Methacrylic acid ester monomer unit (A): 50 to 97% by mass;
A structural unit (B) comprising a maleimide structural unit (B-1) and having a ring structure in the main chain: 3% by mass or more and less than 15% by mass ;
When the total amount of the component (A) and the component (B) is 100 parts by mass, the aromatic vinyl monomer unit (C-1) is 5.38 parts by mass to 10 parts by mass. Including
100 parts by weight of methacrylic resin (I) satisfying the following conditions (i) and (ii);
1 to 100 parts by mass of rubbery polymer (II),
A film containing
A film in which the amount of maleimide-based residual monomer in the film is 0.01% by mass or more and 0.5% by mass or less.
(I) The weight average molecular weight measured by gel permeation chromatography (GPC) is 650,000 to 300,000.
(Ii) When the total amount of the component (B −1 ) and the component (C −1 ) is 100% by mass, the mass ratio satisfies the following formula .

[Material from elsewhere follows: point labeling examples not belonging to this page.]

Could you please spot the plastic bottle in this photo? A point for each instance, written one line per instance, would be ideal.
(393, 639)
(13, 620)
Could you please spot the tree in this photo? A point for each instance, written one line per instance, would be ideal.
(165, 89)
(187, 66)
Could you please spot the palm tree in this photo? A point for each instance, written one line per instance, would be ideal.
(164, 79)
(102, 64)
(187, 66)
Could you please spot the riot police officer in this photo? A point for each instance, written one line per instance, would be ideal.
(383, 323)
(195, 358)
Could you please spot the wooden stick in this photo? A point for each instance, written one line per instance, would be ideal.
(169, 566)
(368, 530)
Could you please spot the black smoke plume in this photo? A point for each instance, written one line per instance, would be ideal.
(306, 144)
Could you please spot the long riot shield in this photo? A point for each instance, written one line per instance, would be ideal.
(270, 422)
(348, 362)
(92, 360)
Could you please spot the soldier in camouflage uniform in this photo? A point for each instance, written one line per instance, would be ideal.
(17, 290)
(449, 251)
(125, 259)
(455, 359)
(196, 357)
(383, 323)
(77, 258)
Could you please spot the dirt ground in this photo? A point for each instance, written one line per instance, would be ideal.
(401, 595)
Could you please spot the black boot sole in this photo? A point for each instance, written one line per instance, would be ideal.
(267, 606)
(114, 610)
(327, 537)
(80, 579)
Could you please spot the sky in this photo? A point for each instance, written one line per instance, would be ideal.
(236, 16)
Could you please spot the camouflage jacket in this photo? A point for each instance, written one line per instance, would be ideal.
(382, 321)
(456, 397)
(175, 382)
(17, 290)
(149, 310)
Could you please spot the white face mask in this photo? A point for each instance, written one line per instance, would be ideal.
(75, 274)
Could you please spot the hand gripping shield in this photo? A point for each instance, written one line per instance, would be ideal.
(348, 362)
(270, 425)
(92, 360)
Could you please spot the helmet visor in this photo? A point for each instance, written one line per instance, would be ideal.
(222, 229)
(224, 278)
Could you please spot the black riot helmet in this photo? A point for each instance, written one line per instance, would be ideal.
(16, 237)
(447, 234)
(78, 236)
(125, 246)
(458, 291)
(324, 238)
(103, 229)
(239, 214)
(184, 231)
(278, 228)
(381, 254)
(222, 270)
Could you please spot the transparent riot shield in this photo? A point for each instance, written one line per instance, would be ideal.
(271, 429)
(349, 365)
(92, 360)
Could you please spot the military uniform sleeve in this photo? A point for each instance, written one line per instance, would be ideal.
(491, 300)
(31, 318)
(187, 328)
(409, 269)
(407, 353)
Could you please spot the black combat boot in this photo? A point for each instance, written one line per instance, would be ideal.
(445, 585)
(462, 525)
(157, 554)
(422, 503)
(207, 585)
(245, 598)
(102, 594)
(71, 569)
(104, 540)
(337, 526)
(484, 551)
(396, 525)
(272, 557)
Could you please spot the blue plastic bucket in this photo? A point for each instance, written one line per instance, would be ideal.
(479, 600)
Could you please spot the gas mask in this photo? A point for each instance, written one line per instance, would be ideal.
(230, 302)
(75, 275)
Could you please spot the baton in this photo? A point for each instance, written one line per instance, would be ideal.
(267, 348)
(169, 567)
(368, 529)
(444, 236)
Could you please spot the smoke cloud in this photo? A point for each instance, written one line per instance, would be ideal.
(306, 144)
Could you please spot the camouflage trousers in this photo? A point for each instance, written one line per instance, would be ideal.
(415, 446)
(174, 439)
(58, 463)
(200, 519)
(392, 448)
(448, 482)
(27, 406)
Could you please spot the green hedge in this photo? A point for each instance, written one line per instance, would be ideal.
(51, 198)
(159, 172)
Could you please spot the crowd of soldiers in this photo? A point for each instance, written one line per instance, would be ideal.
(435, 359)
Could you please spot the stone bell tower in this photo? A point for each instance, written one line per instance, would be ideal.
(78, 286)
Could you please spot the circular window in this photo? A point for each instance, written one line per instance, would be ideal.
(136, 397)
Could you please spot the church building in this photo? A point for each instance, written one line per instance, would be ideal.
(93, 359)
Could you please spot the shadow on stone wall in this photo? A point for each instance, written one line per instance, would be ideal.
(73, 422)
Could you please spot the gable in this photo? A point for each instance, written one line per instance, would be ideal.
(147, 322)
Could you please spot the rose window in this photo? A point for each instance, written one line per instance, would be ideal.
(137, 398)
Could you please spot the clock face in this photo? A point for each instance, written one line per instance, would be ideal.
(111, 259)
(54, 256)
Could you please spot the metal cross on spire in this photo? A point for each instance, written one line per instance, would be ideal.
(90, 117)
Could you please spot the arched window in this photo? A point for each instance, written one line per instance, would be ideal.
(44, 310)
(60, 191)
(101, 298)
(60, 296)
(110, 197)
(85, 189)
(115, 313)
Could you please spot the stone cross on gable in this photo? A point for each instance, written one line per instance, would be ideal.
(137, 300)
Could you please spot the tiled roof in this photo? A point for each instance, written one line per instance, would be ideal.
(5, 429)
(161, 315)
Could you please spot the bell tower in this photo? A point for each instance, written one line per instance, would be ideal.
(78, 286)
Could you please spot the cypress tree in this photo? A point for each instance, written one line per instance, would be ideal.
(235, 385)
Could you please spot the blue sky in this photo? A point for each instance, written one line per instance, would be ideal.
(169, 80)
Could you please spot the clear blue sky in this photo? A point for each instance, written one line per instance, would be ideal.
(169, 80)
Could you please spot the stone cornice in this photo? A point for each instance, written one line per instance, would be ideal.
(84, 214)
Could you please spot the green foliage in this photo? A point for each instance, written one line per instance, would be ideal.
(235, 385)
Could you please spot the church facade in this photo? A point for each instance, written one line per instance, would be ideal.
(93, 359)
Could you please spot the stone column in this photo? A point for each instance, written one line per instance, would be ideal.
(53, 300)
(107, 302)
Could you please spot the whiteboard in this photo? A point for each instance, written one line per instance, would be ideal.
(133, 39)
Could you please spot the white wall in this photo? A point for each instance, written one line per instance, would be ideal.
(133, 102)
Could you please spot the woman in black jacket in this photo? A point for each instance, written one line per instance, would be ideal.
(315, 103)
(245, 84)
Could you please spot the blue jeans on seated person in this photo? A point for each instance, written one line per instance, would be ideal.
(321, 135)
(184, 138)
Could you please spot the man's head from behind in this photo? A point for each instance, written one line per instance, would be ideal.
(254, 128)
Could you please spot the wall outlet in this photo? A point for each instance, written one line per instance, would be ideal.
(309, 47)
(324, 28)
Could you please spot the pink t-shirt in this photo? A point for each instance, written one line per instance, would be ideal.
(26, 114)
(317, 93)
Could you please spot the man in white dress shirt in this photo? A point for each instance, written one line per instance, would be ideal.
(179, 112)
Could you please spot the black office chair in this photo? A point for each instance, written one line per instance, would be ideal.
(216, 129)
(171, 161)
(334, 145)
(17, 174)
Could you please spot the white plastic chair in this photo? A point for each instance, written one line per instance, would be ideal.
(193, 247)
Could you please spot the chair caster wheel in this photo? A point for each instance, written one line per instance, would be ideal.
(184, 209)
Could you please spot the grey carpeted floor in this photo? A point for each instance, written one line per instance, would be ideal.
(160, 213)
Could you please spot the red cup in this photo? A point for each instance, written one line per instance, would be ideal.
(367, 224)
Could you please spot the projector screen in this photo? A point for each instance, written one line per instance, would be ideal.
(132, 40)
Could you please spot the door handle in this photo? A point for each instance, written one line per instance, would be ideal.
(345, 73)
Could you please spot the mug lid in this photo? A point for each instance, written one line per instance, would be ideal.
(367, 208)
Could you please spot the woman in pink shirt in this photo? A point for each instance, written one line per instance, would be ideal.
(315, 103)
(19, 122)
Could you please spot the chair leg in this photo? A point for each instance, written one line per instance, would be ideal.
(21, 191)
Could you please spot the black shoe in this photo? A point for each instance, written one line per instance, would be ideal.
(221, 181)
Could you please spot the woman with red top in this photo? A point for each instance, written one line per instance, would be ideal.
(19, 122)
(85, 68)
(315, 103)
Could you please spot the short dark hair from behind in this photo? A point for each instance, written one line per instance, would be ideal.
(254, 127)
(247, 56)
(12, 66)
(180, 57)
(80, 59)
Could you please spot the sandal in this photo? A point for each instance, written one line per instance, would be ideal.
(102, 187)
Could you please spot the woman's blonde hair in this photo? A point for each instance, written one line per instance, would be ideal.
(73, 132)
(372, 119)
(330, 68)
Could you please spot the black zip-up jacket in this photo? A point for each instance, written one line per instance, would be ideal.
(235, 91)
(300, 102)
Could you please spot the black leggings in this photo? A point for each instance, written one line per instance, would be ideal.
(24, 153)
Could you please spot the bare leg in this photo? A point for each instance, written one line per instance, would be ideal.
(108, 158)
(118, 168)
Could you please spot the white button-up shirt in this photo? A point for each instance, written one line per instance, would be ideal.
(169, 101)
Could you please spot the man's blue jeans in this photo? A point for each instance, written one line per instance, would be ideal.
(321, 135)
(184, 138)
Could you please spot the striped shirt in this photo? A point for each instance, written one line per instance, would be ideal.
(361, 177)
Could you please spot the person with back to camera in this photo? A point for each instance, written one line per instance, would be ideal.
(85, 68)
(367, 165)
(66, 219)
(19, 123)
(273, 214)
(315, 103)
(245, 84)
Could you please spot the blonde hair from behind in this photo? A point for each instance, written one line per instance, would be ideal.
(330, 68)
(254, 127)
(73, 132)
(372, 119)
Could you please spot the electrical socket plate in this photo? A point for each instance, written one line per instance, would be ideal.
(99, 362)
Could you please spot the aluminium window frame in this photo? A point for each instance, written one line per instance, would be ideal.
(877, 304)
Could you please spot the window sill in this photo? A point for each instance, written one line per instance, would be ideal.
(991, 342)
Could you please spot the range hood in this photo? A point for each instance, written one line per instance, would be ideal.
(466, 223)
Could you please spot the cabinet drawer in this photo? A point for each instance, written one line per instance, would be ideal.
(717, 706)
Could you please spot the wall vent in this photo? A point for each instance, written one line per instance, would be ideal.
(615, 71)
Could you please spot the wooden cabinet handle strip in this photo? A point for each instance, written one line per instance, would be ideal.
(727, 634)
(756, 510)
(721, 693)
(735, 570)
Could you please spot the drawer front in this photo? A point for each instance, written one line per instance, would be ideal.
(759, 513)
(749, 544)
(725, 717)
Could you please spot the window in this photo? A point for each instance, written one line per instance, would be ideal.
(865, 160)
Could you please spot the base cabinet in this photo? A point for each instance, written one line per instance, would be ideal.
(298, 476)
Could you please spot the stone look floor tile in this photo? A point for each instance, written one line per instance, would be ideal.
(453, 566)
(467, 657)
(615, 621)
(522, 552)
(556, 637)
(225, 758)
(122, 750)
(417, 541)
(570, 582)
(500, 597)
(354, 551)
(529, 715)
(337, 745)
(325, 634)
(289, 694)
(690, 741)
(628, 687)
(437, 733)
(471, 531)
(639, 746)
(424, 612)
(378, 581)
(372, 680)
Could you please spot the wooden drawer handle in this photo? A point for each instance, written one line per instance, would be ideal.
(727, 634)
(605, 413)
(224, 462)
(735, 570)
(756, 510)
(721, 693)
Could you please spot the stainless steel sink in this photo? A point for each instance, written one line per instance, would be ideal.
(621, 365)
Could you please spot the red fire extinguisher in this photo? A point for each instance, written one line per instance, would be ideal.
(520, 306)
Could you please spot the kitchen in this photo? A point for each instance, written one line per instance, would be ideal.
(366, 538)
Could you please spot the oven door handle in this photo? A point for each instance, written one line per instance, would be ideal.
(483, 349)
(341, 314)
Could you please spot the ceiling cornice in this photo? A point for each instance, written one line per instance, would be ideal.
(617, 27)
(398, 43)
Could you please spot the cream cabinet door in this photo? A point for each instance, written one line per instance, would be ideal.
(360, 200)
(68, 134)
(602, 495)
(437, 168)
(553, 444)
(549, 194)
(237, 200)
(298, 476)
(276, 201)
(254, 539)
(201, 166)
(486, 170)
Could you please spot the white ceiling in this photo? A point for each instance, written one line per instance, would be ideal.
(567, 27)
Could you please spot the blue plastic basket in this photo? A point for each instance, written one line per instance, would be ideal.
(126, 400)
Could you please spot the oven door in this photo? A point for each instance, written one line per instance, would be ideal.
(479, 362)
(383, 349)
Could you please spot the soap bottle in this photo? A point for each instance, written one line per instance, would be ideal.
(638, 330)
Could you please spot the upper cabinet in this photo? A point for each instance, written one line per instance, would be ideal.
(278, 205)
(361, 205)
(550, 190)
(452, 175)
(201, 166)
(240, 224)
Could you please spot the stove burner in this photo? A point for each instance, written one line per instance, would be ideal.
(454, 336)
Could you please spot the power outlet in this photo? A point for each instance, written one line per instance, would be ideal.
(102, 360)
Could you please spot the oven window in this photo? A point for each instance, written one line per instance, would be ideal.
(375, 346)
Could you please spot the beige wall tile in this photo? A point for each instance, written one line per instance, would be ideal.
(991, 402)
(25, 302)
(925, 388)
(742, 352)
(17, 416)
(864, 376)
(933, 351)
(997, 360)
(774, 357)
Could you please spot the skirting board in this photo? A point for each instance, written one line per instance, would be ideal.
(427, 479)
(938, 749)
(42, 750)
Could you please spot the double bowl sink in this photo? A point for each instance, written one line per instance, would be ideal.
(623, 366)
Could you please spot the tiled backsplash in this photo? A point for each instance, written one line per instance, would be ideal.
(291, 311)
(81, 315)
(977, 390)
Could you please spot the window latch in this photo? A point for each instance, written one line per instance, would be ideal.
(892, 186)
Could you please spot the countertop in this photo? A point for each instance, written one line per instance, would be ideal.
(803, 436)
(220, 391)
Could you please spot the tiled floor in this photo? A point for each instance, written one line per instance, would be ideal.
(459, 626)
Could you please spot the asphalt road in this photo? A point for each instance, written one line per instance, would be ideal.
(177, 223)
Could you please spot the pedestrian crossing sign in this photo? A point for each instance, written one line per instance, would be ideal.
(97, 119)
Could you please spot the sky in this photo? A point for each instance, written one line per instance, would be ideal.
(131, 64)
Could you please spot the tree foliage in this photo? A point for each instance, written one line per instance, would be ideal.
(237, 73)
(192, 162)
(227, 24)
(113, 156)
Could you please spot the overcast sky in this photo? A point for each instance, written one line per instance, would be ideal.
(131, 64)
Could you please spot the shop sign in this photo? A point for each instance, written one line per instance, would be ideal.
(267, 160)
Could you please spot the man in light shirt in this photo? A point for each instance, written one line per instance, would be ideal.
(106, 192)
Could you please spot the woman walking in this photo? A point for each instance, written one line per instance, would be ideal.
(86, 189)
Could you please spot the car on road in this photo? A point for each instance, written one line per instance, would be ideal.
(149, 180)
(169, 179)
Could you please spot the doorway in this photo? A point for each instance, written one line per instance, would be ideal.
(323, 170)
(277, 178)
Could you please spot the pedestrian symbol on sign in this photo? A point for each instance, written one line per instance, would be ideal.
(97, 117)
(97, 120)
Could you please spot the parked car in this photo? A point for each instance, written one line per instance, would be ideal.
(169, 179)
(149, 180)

0.3 ≦ (C-1) / (B-1) ≦ 1 The film according to claim 1, wherein the rubbery polymer (II) has an average particle size of 0.03 µm or more and 1 µm or less. The film according to claim 1 or 2 , wherein the structural unit (B) having a ring structure in the main chain includes an N-cyclohexylmaleimide structural unit and / or an N-aryl group-substituted maleimide structural unit. The film according to any one of claims 1 to 3 , wherein the structural unit (B) having a ring structure in the main chain includes an N-aryl group-substituted maleimide-based structural unit. The film as described in any one of Claims 1 thru | or 4 which further contains 0 mass part-5 mass parts of ultraviolet absorbers with respect to 100 mass parts of said methacrylic resins (I). The film as described in any one of Claims 1 thru | or 5 whose Vicat softening temperature measured using the molded object containing the said methacrylic resin (I) and rubber-like polymer (II) is 110 degreeC or more. The film as described in any one of Claims 1 thru | or 6 whose thickness of a film is 0.01-1 mm. The film according to any one of claims 1 to 7 , wherein, in TGA (Thermogravimetric Analysis), the weight reduction ratio after heating for 0.5 hours at a heating temperature of about 270 ° C is 5% or less.